Dans un premier temps, des scientifiques ont utilisé l’un des supercalculateurs les plus puissants au monde pour simuler comment l’éponge appelée «panier de fleurs de Vénus» s’adapte à son environnement en eau profonde. Cela pourrait changer à l’avenir la façon de concevoir des structures artificielles soumises à l’écoulement de l’eau.
Une éponge de verre découverte dans les eaux profondes de l’océan Pacifique inspire une nouvelle vision sur la forme des immeubles et d’autres structures artificielles. Depuis sa découverte, l’espèce Euplectella aspergillum, éponge communément appelée «panier de fleurs de Vénus», a attiré l’attention des scientifiques surtout à cause de sa structure. Elle est constituée d’un treillage blanc, cylindrique, extrêmement flexible et composé de silice. Une équipe internationale de recherche financée en partie par le projet COPMAT, financé par l’UE, s’est désormais intéressée à un aspect en grande partie inexploré de l’éponge d’eau profonde que sont les champs hydrodynamiques qui l’entourent et qui la pénètrent.
L’équipe de chercheurs venant d’Australie, d’Italie et des États-Unis ont cherché à démontrer que, en plus d’améliorer ses propriétés mécaniques, les motifs du squelette de l’éponge étaient aussi responsables de la physique optimisée d’écoulement à l’intérieur et au-delà de sa cavité corporelle.
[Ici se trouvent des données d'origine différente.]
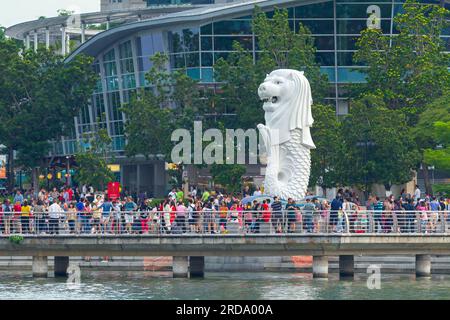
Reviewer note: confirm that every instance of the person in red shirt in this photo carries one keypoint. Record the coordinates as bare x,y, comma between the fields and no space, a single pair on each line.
266,212
70,192
173,212
16,218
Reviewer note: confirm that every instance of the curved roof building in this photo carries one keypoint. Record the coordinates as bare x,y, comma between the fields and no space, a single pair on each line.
195,34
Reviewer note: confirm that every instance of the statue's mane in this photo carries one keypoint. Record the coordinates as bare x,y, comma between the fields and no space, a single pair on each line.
295,111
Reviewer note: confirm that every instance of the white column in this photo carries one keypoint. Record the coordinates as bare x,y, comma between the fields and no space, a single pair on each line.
47,38
68,43
180,267
27,42
83,33
63,40
320,266
35,41
423,265
40,267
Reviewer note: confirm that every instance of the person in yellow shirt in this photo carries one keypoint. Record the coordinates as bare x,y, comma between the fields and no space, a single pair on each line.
25,217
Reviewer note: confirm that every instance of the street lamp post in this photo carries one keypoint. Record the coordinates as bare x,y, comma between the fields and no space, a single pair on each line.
68,171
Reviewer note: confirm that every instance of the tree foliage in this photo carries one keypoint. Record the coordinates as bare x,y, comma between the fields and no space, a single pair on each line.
326,159
170,103
440,157
378,147
228,175
92,162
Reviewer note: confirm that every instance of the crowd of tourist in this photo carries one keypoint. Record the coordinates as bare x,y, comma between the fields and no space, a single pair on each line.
83,211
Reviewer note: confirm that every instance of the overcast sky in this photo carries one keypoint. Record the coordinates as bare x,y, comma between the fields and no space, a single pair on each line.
16,11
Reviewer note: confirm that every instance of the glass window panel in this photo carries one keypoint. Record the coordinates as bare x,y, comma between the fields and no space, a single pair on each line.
175,42
127,66
194,73
350,75
192,60
329,71
114,106
129,81
144,64
207,75
318,10
446,31
347,42
233,27
226,43
446,41
118,143
110,69
324,43
125,50
112,83
207,59
158,42
142,80
206,29
356,26
318,26
345,58
218,55
109,56
360,10
177,61
325,58
206,43
191,39
398,8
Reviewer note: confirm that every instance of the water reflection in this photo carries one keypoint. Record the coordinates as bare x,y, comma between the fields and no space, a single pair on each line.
232,286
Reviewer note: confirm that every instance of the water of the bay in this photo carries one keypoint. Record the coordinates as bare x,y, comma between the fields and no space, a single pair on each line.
232,286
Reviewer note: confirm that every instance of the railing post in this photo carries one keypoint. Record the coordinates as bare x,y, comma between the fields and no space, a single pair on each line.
347,222
395,222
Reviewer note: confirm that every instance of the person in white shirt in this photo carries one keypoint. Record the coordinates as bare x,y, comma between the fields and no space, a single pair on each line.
173,195
257,192
55,212
417,193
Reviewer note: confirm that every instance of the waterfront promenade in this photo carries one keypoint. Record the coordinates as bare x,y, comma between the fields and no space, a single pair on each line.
188,250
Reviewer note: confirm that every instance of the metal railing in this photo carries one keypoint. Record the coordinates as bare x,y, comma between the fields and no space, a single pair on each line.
230,222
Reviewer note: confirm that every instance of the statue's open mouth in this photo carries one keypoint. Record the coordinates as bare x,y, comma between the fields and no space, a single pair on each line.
271,99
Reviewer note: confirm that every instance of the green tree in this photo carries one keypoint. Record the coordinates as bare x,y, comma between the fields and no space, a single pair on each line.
171,102
440,157
326,159
64,12
228,175
93,163
39,96
427,136
377,145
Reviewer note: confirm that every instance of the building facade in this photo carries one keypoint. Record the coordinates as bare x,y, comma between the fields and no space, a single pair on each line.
195,39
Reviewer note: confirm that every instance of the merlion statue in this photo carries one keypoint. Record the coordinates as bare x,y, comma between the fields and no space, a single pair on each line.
286,136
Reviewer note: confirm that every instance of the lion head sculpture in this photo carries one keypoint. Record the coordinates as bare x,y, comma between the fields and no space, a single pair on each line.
286,94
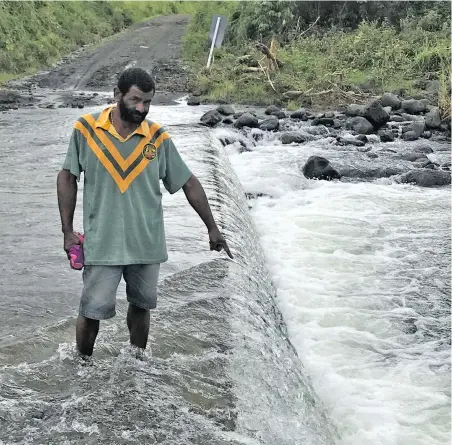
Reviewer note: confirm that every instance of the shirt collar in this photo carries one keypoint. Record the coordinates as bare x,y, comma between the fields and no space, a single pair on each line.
103,121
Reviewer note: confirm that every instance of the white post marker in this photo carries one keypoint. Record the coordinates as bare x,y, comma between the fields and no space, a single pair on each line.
209,60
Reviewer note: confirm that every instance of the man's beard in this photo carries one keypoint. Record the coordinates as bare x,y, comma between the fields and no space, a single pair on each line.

Les résultats ont montré l’existence d’une forte relation entre la structure de l’éponge et sa fonction, ce qui donne une idée de la manière avec laquelle le squelette en forme de treillage contribue à réduire la tension hydrodynamique générale venant de l’océan environnant. Ils ont aussi montré comment le squelette est capable de créer un tourbillon riche en nutriments, de faible vitesse d’écoulement, à l’intérieur de l’éponge. L’étude a été publiée dans la revue «Nature».Pour ses expériences, l’équipe a utilisé le supercalculateur MARCONI100 de 21,6 pétaflops installé au centre de calcul intensif CINECA (Consortium interuniversitaire pour le calcul automatique de l’Italie Nord-orientale) en Italie, et un logiciel spécial développé par Giorgio Amati, responsable principal de la technologie au CINECA et co-auteur de l’étude. Grâce à cet arsenal informatique, les chercheurs ont créé les toutes premières simulations du «panier de fleurs de Vénus» et observé sa réponse et son influence sur l’écoulement d’eau environnant des fonds marins où il vit. Les simulations étaient fondées sur la méthode de Boltzmann sur réseau utilisée pour simuler le comportement dynamique des écoulements de fluides.
«En explorant l’écoulement du fluide à l’intérieur et à l’extérieur de la cavité corporelle de l’éponge, nous avons découvert les empreintes d’une adaptation attendue à l’environnement», a expliqué le co-auteur de l’étude, le professeur Maurizio Porfiri de l’Université de New-York dans un communiqué de presse publié sur «EurekAlert!». «Non seulement la structure de l’éponge contribue à une traînée réduite mais elle facilite aussi la création de tourbillons à faible vitesse à l’intérieur de la cavité corporelle, utilisés ensuite pour l’alimentation et la reproduction de l’éponge», a ajouté le professeur Maurizio Porfiri.
Selon les travaux réalisés par l’auteur principal, le docteur Giacomo Falcucci de l’Université Tor Vergata de Rome et de l’Université Harvard, les travaux de recherche de l’équipe «ont de nombreuses implications sur la forme des immeubles de grande hauteur ou, en réalité, de toute structure mécanique, des gratte-ciels aux nouvelles structures à faible traînée pour les bateaux ou pour les fuselages d’avions». Giacomo Falcucci a explicité cette déclaration en donnant quelques exemples intéressants: «Y aura-t-il moins de traînées aérodynamiques sur les gratte-ciels construits avec un treillage similaire formé d’arêtes et de creux? Est-ce que cela optimisera la répartition des forces appliquées? Répondre à ces mêmes questions est l’objectif principal de l’équipe».
«Ce travail illustre une application remarquable de la dynamique discrète des fluides en général et de la méthode de Boltzmann sur réseau en particulier», a observé le docteur Sauro Succi, co-auteur principal de l’Institut italien de technologie et de l’Université Harvard, qui héberge le projet COPMAT. «La précision de la méthode, combinée à l’accès à l’un des supercalculateurs les plus performants au niveau mondial, nous a permis de réaliser des niveaux de calcul jamais tentés auparavant, qui ont mis en lumière le rôle des écoulements de fluides sur l’adaptation des organismes vivants présents dans le domaine abyssal.» Le projet COPMAT (Full-scale COmputational design of Porous mesoscale MATerials), prévu pour une durée de cinq ans et demi, s’achèvera en 2023.